The New Zealand eagle ray or Australian eagle ray (Myliobatis tenuicaudatus) is an eagle ray of the family Myliobatidae, found in bays, estuaries, and near rocky reefs around New Zealand and southern Australia on the inner continental shelf. It is a common species and the International Union for Conservation of Nature has assessed its conservation status as being of "least concern".

==Taxonomy==
Myliobatis tenuicaudatus was first described in 1877 by the Scottish naturalist James Hector, who was director of the geological survey of New Zealand; the fish was thought to be endemic to New Zealand. Subsequently, in 1881, the Australian zoologist William John Macleay described Myliobatis australis from the waters of Southern Australia as a new species. In a generic revision in 2014, W.T. White determined that the two are synonymous, and that M. australis is a junior synonym of M. tenuicaudatus.

==Description==
The New Zealand eagle ray is a cartilaginous fish with a roughly circular disc-like body, a projecting frog-like head, large fleshy pectoral fins and a long tail armed with a spine that is capable of injecting venom. The pectoral fins beat up and down so that the fish appears to "fly" through the water. This fish can grow to a maximum width of about 150 cm, with females being rather larger than males. The dorsal surface is olive-green, dark brown or yellowish, with grey or pale blue markings, and the ventral surface is white.

==Distribution==
This ray is native to the waters around both North and South Island in New Zealand, the Kermadec Islands, Norfolk Island and southern Australia, where it occurs in Queensland, New South Wales, Victoria, Tasmania, South Australia and Western Australia. It is usually found on the inner continental shelf, on sandy flats and seagrass meadows, in estuaries and bays and near rocky reefs. It is usually in shallow water, but has been found as deep as 422 m.

==Ecology==
A benthopelagic species, it feeds on such invertebrates as clams, oysters, crabs and worms that it finds on or under the seabed. The prey is crushed with the teeth and the hard fragments rejected. By means of electro-sensory organs ampullae of lorenzini on the head, it is able to detect prey completely submerged in sand or mud; a jet of water is blown out of the mouth and/or gill slits, exposing the mollusc or other prey. This process leaves a deep steep-sided pit which may be as much as 30 cm across, and these pits can often be seen on sandflats in New Zealand. Pits can be found year-round, although are more common in the summer and autumn months .

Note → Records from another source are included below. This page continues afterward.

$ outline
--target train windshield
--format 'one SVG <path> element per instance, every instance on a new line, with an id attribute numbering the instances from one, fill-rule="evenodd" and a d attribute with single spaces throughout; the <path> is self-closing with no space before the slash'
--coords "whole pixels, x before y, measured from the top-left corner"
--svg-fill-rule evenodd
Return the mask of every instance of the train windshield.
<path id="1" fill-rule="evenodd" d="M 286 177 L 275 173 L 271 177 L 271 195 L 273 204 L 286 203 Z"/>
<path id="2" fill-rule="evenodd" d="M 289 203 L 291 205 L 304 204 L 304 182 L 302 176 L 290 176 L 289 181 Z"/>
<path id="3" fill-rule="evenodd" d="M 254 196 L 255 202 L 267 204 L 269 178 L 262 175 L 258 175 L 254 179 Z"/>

M. tenuicaudatus exhibits matrotrophy, with embryos feeding initially on yolk, then gaining additional nourishment from uterine fluids, before live birth. Litter sizes varying between two and twenty, with an average of six young. They are usually 20 to 30 cm across the disc at birth .

==Status==
M. tenuicaudatus is a common species and is sometimes caught as bycatch in coastal fisheries. Traditionally, such caught fish have mostly been discarded, but they are sometimes retained for human consumption. The fish seem capable of recovering when released, and numbers of fish are generally fairly stable. This fish is present in a number of marine protected areas, and the International Union for Conservation of Nature has assessed its conservation status as being of "least concern". In June 2018, the New Zealand Department of Conservation classified the New Zealand eagle ray as "Not Threatened" with the qualifiers "Data Poor" and "Secure Overseas" under the New Zealand Threat Classification System.